I won’t go into more detail than that, just know it’s not something you ever want to see. Please, please, please, if there is even a remote possibility of a question of sobriety and driving or riding…just TAKE THE KEY.
Weeks later, my son left the hospital. his trake was removed, he passed physical therapy, jaw wired shut with physical therapy for that to come in the future. Mental injury no doubt. I was very upset to find out that the hospital doesn’t even suggest to patients that they see someone to help deal with their trauma. That should be part of the deal when releasing. Some of his injuries were life changers, but he came home. Shortly after, he was charged with DUI and something like vehicular assault or something like that. He had a passenger and she was injured also. Thankfully not nearly as bad as he was. The lady that hit them, was also charged with DUI, HER 9TH ONE. We supported him for several months, helped him to get back on his feet….again. I’m not complaining, there was never a question, we were glad to do it, because that’s what you do for your children. That’s what you do for family. I didn’t tell you about this event because I wanted you to know about his wreck, I told you because I want you to know that since this event, I haven’t been the same. I’ve always had anxiety, but nothing that was debilitating. After his accident, I was scared to drive, scared to ride, loud noises shook me, sirens put me in a panick. I started to grind my teeth, if I was lucky enough to fall asleep I had nightmares, regular panick attacks, and obsess about my children and their safety. I started therapy and slowly started to find myself again and get comfortable in my skin. I understand how lucky we are that he survived. I am ever so thankful, and I do know people who have not been so fortunate. Everyone deals with situations differently, everyones level of strength in different situations is different.
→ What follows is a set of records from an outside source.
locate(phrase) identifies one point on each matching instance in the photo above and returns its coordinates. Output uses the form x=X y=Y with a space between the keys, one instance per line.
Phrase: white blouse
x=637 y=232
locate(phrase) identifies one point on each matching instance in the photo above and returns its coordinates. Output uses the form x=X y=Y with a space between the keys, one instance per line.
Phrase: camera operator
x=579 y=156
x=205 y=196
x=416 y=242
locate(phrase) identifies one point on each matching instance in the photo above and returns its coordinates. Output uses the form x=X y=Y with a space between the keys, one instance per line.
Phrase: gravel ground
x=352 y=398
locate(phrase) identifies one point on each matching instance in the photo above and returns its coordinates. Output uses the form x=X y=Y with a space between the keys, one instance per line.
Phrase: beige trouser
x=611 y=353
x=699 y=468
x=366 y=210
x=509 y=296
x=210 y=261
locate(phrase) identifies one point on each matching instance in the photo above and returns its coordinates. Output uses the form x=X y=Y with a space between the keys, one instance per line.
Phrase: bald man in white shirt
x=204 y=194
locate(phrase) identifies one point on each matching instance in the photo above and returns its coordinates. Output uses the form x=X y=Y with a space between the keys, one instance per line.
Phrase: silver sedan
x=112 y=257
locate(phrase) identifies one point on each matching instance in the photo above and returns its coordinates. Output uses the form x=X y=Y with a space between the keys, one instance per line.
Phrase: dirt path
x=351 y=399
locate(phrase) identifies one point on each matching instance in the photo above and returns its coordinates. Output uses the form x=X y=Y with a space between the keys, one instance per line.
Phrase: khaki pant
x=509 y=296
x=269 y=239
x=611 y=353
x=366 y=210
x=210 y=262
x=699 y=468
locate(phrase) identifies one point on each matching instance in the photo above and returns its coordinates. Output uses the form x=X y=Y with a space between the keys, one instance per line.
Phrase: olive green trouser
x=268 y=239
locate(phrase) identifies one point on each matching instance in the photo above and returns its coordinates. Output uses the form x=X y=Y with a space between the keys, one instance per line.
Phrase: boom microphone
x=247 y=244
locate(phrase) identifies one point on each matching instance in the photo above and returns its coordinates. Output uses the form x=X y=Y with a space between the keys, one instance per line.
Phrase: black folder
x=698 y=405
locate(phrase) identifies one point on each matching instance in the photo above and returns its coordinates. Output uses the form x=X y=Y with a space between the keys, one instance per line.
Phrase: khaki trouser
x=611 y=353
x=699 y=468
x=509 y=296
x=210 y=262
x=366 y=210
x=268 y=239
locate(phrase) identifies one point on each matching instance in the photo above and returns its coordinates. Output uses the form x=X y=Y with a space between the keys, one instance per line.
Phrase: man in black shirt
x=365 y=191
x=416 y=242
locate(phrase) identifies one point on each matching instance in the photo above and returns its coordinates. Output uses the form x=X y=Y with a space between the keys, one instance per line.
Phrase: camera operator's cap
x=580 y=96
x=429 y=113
This was more than I could handle, and it was definitely a life changer for me. One thing for certain, it did teach me this, NEVER TAKE LIFE FOR GRANTED. Life, people, can be lost in an instant and there is nothing you can do about it. Hell….that alone scared the shit out of me.
I will stop at this part of the story for today. What I want to leave you with today is this…if you are a parent, know that you cannot protect your children from everything, every day for the rest of your life. Know that bad things might happen, not because of how you raise your children, but despite how you raise your children. And just simply, sometimes…bad shit happens. Tell your children you love them. Tell your parents you love them. Tell the people you love, that you love them today. Never wait for tomorrow, because you never know when tomorrow won’t come.